Let's see what will happen to a typical oxygen molecule in thermal equilibrium in the upper atmosphere. What is the probability that a randomly chosen molecule has a speed above the escape speed of 11 km/s?

kT = 1.38065e-23 * 1000; % Joules
mO2 = 2*16*1.66053892e-27; % atomic mass of oxygen molecule in kg
v_esc = 11000; % m/s, escape speed

u = sqrt(2*kT/mO2) % most probable speed in m/s

x_esc = v_esc/u % dimensionless escape speed;

u =

  720.8705


x_esc =

   15.2593

To escape, an oxygen molecule must be traveling more than 15 times the most probable speed, and 13.5 times greater than the average speed. Do we even need to compute the probability of escape? From the graph above, and the Gaussian decay of the Maxwell distribution, we can safely estimate that the fraction of escaping oxygen molecules is very close to zero.

integral(maxwell,x_esc,Inf)

ans =

  1.2963e-100

Yep. That's close to zero alright. Since there are fewer than \(10^{20}\) moles of oxygen molecules in the Earth's atmosphere, the probability that any of our oxygen is escaping due to temperature-induced speed fluctuations is totally negligable.

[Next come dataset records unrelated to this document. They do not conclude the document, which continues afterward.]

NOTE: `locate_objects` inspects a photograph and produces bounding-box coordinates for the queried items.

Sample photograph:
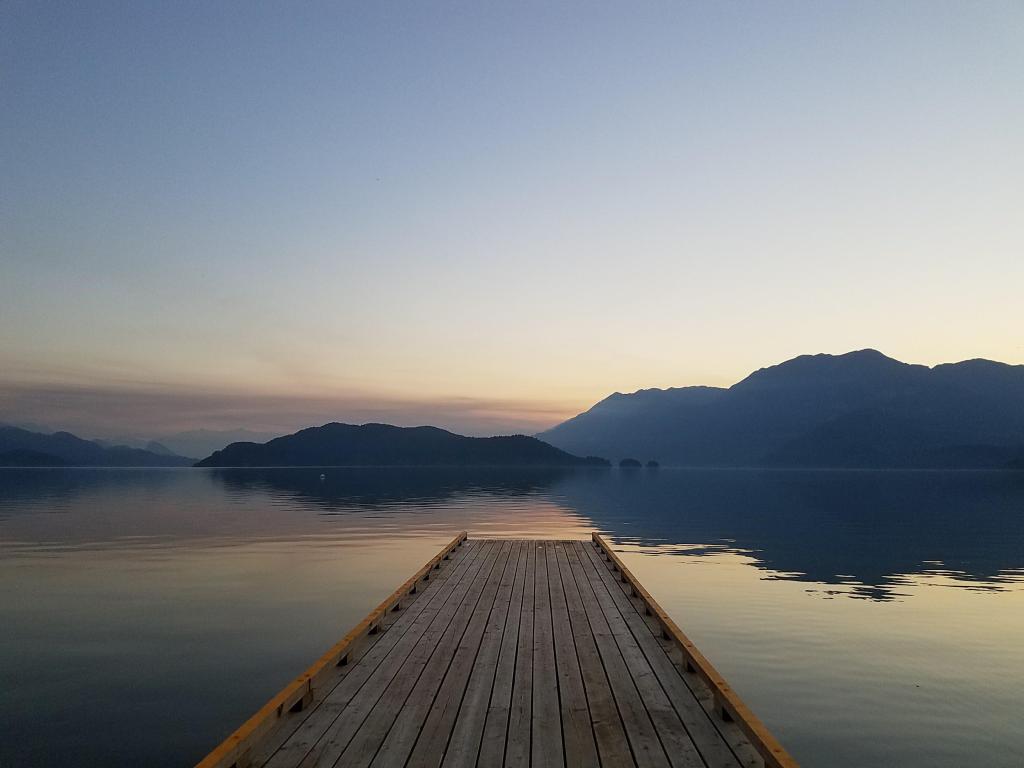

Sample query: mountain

[157,429,281,456]
[196,423,607,467]
[0,427,193,467]
[0,449,68,467]
[538,349,1024,468]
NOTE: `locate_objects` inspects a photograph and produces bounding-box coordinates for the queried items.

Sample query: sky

[0,0,1024,436]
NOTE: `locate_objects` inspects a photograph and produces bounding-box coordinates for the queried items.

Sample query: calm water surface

[0,469,1024,768]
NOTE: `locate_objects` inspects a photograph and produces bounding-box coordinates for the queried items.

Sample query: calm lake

[0,468,1024,768]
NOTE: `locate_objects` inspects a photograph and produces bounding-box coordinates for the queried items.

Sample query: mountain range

[537,349,1024,468]
[196,423,608,467]
[0,426,195,467]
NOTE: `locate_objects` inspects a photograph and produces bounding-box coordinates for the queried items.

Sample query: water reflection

[0,469,1024,768]
[0,469,1024,600]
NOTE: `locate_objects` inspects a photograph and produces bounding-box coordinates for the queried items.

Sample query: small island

[196,423,610,467]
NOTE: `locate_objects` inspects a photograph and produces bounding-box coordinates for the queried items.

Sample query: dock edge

[196,530,468,768]
[591,530,800,768]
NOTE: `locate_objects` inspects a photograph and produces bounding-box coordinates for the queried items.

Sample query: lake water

[0,469,1024,768]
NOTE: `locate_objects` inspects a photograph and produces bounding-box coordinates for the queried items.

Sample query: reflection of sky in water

[0,470,1024,766]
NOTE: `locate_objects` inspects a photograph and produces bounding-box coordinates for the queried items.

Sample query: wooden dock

[198,534,797,768]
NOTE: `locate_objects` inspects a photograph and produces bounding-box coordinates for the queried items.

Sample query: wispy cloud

[0,384,574,437]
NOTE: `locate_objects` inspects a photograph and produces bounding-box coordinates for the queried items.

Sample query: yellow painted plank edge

[196,530,467,768]
[592,531,800,768]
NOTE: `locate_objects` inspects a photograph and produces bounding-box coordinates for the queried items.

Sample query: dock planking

[197,534,797,768]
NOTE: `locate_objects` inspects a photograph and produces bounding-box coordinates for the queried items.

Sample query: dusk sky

[0,0,1024,436]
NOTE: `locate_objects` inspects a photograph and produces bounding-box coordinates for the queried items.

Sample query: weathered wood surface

[200,535,796,768]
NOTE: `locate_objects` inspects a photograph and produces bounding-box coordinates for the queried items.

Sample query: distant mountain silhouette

[196,423,607,467]
[538,349,1024,468]
[0,427,193,467]
[157,429,281,456]
[0,449,68,467]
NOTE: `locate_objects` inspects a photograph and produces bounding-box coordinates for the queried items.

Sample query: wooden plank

[505,546,537,768]
[197,531,466,768]
[566,547,670,768]
[530,542,564,768]
[593,531,799,768]
[583,545,762,766]
[436,541,528,768]
[299,542,493,768]
[477,542,529,768]
[585,544,764,768]
[556,547,634,768]
[335,542,501,768]
[575,542,739,768]
[257,543,482,768]
[373,542,515,768]
[249,544,472,766]
[544,542,599,766]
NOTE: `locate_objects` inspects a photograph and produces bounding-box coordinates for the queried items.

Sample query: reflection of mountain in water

[213,467,577,512]
[556,470,1024,599]
[0,468,1024,599]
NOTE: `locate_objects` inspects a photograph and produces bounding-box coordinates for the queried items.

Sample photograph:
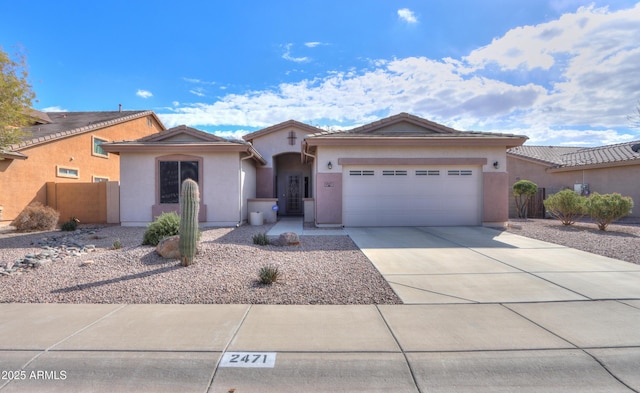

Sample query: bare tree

[0,47,35,149]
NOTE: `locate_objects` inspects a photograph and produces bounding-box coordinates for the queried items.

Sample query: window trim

[91,135,109,158]
[155,154,204,206]
[56,165,80,179]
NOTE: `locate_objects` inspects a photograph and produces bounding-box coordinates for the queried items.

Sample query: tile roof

[10,111,162,151]
[507,141,640,168]
[309,112,526,138]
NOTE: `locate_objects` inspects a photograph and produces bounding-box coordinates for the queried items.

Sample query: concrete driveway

[0,225,640,393]
[345,227,640,304]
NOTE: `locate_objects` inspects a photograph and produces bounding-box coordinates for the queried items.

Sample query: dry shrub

[11,202,60,232]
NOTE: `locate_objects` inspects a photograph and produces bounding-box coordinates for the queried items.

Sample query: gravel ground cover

[0,225,401,304]
[507,219,640,264]
[0,219,640,304]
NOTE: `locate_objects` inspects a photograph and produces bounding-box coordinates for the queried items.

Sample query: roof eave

[0,151,29,160]
[10,111,166,151]
[547,159,640,173]
[305,135,528,148]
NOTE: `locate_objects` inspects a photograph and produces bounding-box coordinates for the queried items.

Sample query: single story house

[0,110,165,222]
[103,113,527,226]
[507,141,640,218]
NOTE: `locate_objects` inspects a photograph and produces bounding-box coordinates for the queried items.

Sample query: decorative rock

[0,224,105,276]
[156,235,180,259]
[276,232,300,246]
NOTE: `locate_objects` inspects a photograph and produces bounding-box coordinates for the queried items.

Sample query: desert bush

[585,192,633,231]
[142,212,180,246]
[60,217,80,232]
[543,190,586,225]
[258,265,280,285]
[11,202,60,232]
[253,232,269,246]
[511,180,538,218]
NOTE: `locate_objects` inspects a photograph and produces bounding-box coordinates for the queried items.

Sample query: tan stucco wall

[0,116,160,220]
[316,173,342,225]
[120,152,256,226]
[252,126,316,168]
[507,156,640,217]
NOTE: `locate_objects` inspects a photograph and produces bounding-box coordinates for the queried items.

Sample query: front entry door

[282,173,303,215]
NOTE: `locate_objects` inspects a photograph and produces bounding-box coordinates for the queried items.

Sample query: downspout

[302,141,318,226]
[236,146,256,227]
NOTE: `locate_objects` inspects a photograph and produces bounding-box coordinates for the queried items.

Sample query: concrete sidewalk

[0,227,640,393]
[0,300,640,393]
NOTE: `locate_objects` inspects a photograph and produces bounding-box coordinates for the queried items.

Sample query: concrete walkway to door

[345,227,640,304]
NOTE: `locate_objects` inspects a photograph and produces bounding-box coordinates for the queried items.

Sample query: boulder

[156,235,180,259]
[276,232,300,246]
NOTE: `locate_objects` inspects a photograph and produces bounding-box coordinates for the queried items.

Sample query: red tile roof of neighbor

[507,141,640,168]
[9,110,164,151]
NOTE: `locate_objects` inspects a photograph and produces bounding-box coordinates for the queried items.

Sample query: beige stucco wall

[120,152,255,226]
[507,156,640,217]
[0,116,161,220]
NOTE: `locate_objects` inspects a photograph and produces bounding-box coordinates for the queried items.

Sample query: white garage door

[342,166,482,226]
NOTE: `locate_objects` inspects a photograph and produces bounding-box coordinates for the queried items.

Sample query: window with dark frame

[159,161,200,203]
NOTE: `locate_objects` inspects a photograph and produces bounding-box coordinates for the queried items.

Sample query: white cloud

[189,87,206,97]
[40,105,69,112]
[282,44,310,63]
[136,89,153,99]
[161,3,640,145]
[398,8,418,23]
[182,77,216,85]
[304,41,329,48]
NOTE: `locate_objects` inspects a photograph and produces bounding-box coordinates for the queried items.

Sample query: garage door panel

[343,167,481,226]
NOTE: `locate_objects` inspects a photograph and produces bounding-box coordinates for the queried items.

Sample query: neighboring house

[103,126,265,226]
[507,141,640,217]
[0,111,164,221]
[103,113,527,226]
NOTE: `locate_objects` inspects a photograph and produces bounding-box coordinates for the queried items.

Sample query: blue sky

[0,0,640,146]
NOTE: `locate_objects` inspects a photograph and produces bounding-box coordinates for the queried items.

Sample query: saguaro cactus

[179,179,200,266]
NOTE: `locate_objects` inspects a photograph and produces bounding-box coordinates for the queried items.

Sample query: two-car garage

[342,165,482,226]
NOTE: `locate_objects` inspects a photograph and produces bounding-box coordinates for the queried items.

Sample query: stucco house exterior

[103,113,527,226]
[103,126,265,226]
[507,141,640,218]
[0,111,165,221]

For hydrogen, it's another story. It is 16 times less massive than an oxygen molecule, so the most probable speed is 4 times greater.

mH2 = 2*1*1.66053892e-27; % atomic mass of hydrogen molecule in kg
v_esc = 11000; % m/s, escape speed

u = sqrt(2*kT/mH2) % most probable speed in m/s

x_esc = v_esc/u % dimensionless escape speed;

u =

   2.8835e+03


x_esc =

    3.8148

From the dimensionless escape speed, we can easily compute the probability that a hydrogen molecule has a large enough speed that it could escape.

integral(maxwell,x_esc,Inf)

ans =

   2.1276e-06

This is a small number, but nowhere near as small as for oxygen. It's clear that a substantial fraction of hydrogen molecules have left the Earth's atmosphere from this process.

The escape velocity of the moon is 2.4 km/s. What is the probability that an oxygen molecule will escape from the moon? (Assume a temperature of 1000 K still.)

v_esc_moon = 2400; % m/s, escape speed
u = sqrt(2*kT/mO2); % most probable speed in m/s
x_esc_moon = v_esc_moon/u; % dimensionless escape speed;

integral(maxwell,x_esc_moon,Inf)

ans =

   6.0169e-05

Now you should be able to explain: why does the moon have no atmosphere but the Earth does?